Desse trágico episódio, surgem alguns fatos: o levita foi tão culpado da morte da sua companheira como os que a estupraram até a morte, por que ele a entregou para preservar a sua própria vida; ele mentiu aos seus irmãos israelitas durante seu interrogatório dizendo que os homens vadios queriam matá-lo e estupraram a sua companheira; enquanto as pessoas se surpreendem com casos estupro, a Bíblia os descreve, porém referindo-se às pessoas que os cometem e que deveriam ser santuário de proteção aos mais fracos.
As tribos de Israel deveriam compreender a segurança de Deus entre eles, acolhendo e protegendo-se mutuamente, porém uma mulher é violentada brutalmente durante toda noite e morre com as mãos na soleira da porta da casa. Aqui cabe uma indagação: “a igreja, ou seja, as pessoas nas quais Deus habita, não permite que alguém fraco, explorado, violentado, morra fora do santuário, com as mãos na soleira da porta?” Como que um homem pode dizer para mulher violentada por vários homens durante toda noite: “levante-se, vamos seguir viagem.”? Faltou sensibilidade por quem poderia proteger.
Muitas mulheres mães e crianças chegam até a soleira da porta de proteção do santuário, mas são aconselhadas a seguir suas vidas em outro lugar, curar sua feridas com alguém ou, ainda pior, simplesmente são entregues aos assassinos. Quantos pais vendem suas filhas para exploração sexual, ou trocam por drogas?
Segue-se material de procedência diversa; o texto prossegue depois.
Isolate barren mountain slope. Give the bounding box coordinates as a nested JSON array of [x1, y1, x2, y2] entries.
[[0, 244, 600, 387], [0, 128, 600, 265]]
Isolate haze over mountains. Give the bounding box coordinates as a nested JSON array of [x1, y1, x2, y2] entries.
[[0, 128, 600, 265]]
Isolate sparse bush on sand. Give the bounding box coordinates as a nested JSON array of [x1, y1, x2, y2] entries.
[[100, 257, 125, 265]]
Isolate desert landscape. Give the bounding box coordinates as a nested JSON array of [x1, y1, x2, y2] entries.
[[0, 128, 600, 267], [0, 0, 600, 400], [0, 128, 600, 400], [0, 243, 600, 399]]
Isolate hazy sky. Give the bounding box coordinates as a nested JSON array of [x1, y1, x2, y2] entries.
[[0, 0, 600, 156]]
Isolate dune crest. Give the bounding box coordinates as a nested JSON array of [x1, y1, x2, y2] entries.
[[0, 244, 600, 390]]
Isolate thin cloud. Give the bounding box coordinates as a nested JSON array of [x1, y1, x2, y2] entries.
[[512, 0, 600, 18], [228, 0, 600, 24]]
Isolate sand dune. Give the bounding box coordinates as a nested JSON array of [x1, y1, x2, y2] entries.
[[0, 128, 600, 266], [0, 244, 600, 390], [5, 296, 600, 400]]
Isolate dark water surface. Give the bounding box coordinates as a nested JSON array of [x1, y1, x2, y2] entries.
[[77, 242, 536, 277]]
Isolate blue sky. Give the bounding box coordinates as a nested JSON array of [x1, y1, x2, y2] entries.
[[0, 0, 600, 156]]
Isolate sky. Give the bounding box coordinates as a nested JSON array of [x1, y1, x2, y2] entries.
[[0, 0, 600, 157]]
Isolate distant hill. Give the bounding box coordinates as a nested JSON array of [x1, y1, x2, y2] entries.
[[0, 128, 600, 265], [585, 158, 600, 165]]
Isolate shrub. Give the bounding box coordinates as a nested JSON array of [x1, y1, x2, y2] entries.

Ao dividir a mulher em doze partes, o levita apenas estava tentando chamar atenção para seus irmãos para que fizessem justiça com aqueles que provocaram tamanha maldade, ao invés de protegê-los. Se tivessem eliminado os assassinos, muitas outras vidas poderiam ser protegidas da violência. Portanto, como filhos de Deus e membros do corpo de Cristo e santuário onde Deus habita, ou seja, a igreja, temos que dar atenção especial às crianças que são abusadas, adolescentes grávidas, pessoas traumatizadas desde a infância por questões de abuso sexual. Também temos que dar atenção àquela mulher abandonada com seus filhos pelo marido ou ainda às crianças que acompanham as brigas dos pais. Um simples conflito doméstico mal resolvido pode acabar numa tragédia familiar ou escolar e de repercussão nacional.
Questões para reflexão:
1- Como que a igreja, santuário de Deus para proteção tem se posicionado em relação à violência cometida contra mulheres e crianças?
2- O que pode acontecer no santuário de Deus quando ha pessoas que pecam prejudicando os mais fracos?
3- A violência nas escolas já não é uma repercussão nacional de conflitos familiares não resolvidos?